I recently came across an awe-inspiring time-lapse video of the earth, taken from the International Space Station. In a previous blog post on “Infinite Beauty,” I quoted from the Anglican poet Thomas Traherne (ca. 1636-1674). Perhaps unsurprisingly, as I watched this video, it reminded me of yet another of Traherne's beautiful descriptions of what an enchanted worldview looks like.


So, as prelude to the video, I present to you Thomas Traherne on enjoying the world:  

Your enjoyment of the world is never right,
till every morning you awake in Heaven;
see yourself in your Father’s Palace;
and look upon the skies, 
the earth, 
and the air 
as Celestial Joys:
having such a reverend esteem of all, 
as if you were among the Angels…

You never enjoy the world aright,
till the Sea itself floweth in your veins,
till you are clothed with the heavens,
and crowned with the stars…

Till your spirit filleth the whole world, 
and the stars are your jewels;
till you are as familiar with the ways of God in all Ages as with your walk and table:
till you are intimately acquainted with that shady nothing out of which the world was made:
till you love men so as to desire their happiness, with a thirst equal to the zeal of your own:
till you delight in God for being good to all:
you never enjoy the world.


(Centuriesof Meditations, First Century, Sections 28-30)






Tuesday, 2 April 2013

Moved to deal kindly

It seems as though it’s always easier to assume the worst about someone else’s motives, and to underestimate his or her capacity for goodness. I find myself falling into this path of least resistance far too frequently.

Why is that? Why isn’t it just as easy to expect the best from others and to assume more noble motives?


Some have learned how think differently. A world-renowned paleontologist, PierreTeilhard de Chardin (1881-1955) was also a Jesuit priest. Somewhere along these two paths, de Chardin learned to see humanity differently. In his essay “Mass on the World” (which you can get here), he writes:
One by one, Lord, I see and I love all those whom you have given me to sustain and charm my life. One by one also I number all those who make up that other beloved family which has gradually surrounded me, its unity fashioned out of the most disparate elements, with affinities of the heart, of scientific research and of thought. And again one by one — more vaguely it is true, yet all-inclusively — I call before me the whole vast anonymous army of living humanity; those who surround me and support me though I do not know them; those who come, and those who go; above all, those who in office, laboratory and factory, through their vision of truth or despite their error, truly believe in the progress of earthly reality and who today will take up again their impassioned pursuit of the light.

But how does one get to this vantage point? Perhaps the answer lays in understanding the goodness and capacity that lie dormant within each of us, and which each of us wrestles with from time to time.

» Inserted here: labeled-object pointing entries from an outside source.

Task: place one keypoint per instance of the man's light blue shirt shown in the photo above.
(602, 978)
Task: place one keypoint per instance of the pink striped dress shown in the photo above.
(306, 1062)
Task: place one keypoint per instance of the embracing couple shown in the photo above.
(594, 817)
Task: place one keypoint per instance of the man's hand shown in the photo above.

This idea reminds me of a stanza from Mormon Apostle Orson F. Whitney's "Elias: An Epic of the Ages" (1904):
Greatness, true greatness, mightiness of mind,
And greater greatness, grandeur of the soul,
Tell but one tale — capacity, not place;
Capacity, whose sire, experience,
Whose ancestors, innate intelligence,
Original, inborn nobility,
As oft in hut as mansion have their home.

‘Tis not the crowning that creates the king.
Man's proper place where God hath need of him.
Naught can be vain that leadeth unto light ;
Struggle and stress, not plaudit, maketh strong ;
Victor and vanquished equally may win,
Climbing far heights, where fame, eternal fame,
White as the gleaming cloak of Arctic hills,
Rests as a mantle, fadeless, faultless, pure,
On loftiest lives, whose snowy peaks, sun-crowned,
Receive but to dispense their blessedness.

I think Whitney describes well the struggle that many (if not all) experience in life, as well as the beauty that can emerge from such struggles. I believe that the more we are sensitive to the fact of other's struggles, the more love we can have for them.

I recently heard a quote that seemed to express this idea: “Be kind, for everyone you meet is fighting a hard battle.” It was attributed to Plato, but when I tried looking it up to read it in context, I discovered that the quote has also been attributed to a number of other authors.




It appears as though the germ of this idea actually comes from a fellow by the name of John Watson (see here for the full story). In his 1904 chapter on "Courtesy" in The Homely Virtues (available in its entirety here), he writes:
This man beside us also has a hard fight with an unfavouring world, with strong temptations, with doubts and fears, with wounds of the past which have skinned over, but which smart when they are touched. It is a fact, however surprising. And when this occurs to us we are moved to deal kindly with him, to bid him be of good cheer, to let him understand that we are also fighting a battle; we are bound not to irritate him, nor press hardly upon him nor help his lower self (p. 168).
The idea, then, is to try to understand the lives of others – their hopes, their fears, their accomplishments, their losses, and their struggles. Watson goes on to say, in quite charming language:
So far as we break the bonds of self and project ourselves into the life of our brother man, we are bound to be courteous, because we shall now be interested in what is dear to him. This man also has a family and a business; this man also has had sicknesses and trials. Imagine! We must not therefore talk without ceasing about our children, our interests, our afflictions, our life. This man also has a church, and a creed, and opinions of his own, and a history. Remarkable!
It seems silly when phrased in this way, but it is nonetheless true. When we choose to invest ourselves in the lives, thoughts, and feelings of others, we “break the bonds of self” and enter another world. And the more we try to understand that world, the more we can come to see the beauty of that unique and preciously fragile world.

Citizenship in such a new world can be difficult to attain.

The views from such a new world, however, are remarkable.